O Retorno de Saturno tem sacudido estruturas, mas cada ilusão que desvelo é mais um passo rumo ao encontro com minha alma, silenciando as vozes externas, a poluição sonora, o caos, as expectativas que não são minhas.
Portanto, escolho o cardápio de domingo com cuidado, sem perguntar a ninguém, pensando não só no gosto das coisas, mas em como quero me sentir provando elas. É a minha refeição, é com o que vou me nutrir. Há algo que ficou claro para mim também nos últimos tempos: quando eu for servida com o que pedir, quero degustar a refeição com presença, sentir o sabor de cada coisa, aproveitar a fartura.
Se algumas cabeças sacudirem em tom de desaprovação com as escolhas, talvez eu esteja no caminho certo. A bússola precisa apontar para quem interessa na decisão final: para mim.
Hora do chá ✨
Tenho lido muito nessas primeiras semanas de janeiro. Acabei de finalizar o terceiro livro do ano, O Mundo se Despedaça, de Chinua Achebe. Lindo e forte, é considerado a principal obra da literatura nigeriana. Como foi escrita originalmente em inglês, foi lida no mundo todo—sendo, pela primeira vez, uma obra que apresentava a história da colonização pelo ponto de vista africano.

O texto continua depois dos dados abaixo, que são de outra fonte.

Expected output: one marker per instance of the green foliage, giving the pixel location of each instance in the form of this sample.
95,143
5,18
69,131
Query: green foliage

Não gostei do livro Sonho Manifesto, do Sidarta Ribeiro. Pedante, enumera muitas referências sem costura adequada e repete muita coisa óbvia. Fiquei decepcionada, pois O Oráculo da Noite é muito bom.
Não paro de escutar o último álbum de Ana Frango Elétrico, Me Chama de Gato Que Eu Sou Sua. Não deem bobeira, vale muito. Foi um reencontro nostálgico, pois em 2019 e 2020 ouvi, em looping, o também ótimo Little Electric Chicken Heart.
Assisti, na sexta-feira passada, ao show Alfabeto Sonoro, de Letícia Novaes (Letrux) e Thiago Vivas, em Porto Alegre. Quem tiver oportunidade em outro local do Brasil (ou do mundo): vá! Letrux é um acontecimento—e ali ela cantou Vinicius de Moraes, Yoko Ono, Grupo Raça, Maria Bethânia, além de intercalar com declamações de poemas (com interpretação, porque ela é incrível!). Teve Hilda Hilst, Wislawa Szymborksa, Roland Barthes, Fernanda Young, Xênia Antunes e Gonçalo M. Tavares, entre outros.
Por último, mas não menos importante no cardápio cultural para segurar os forninhos da ansiedade: exercício físico. Todos os dias estou me movimentando, alternando corrida com musculação e funcional. Em breve, devo escrever um texto somente sobre essa virada de chave imensa que veio ano passado (antes tarde do que mais tarde, não é?).
Do que vocês têm se alimentado nestas primeiras semanas de janeiro?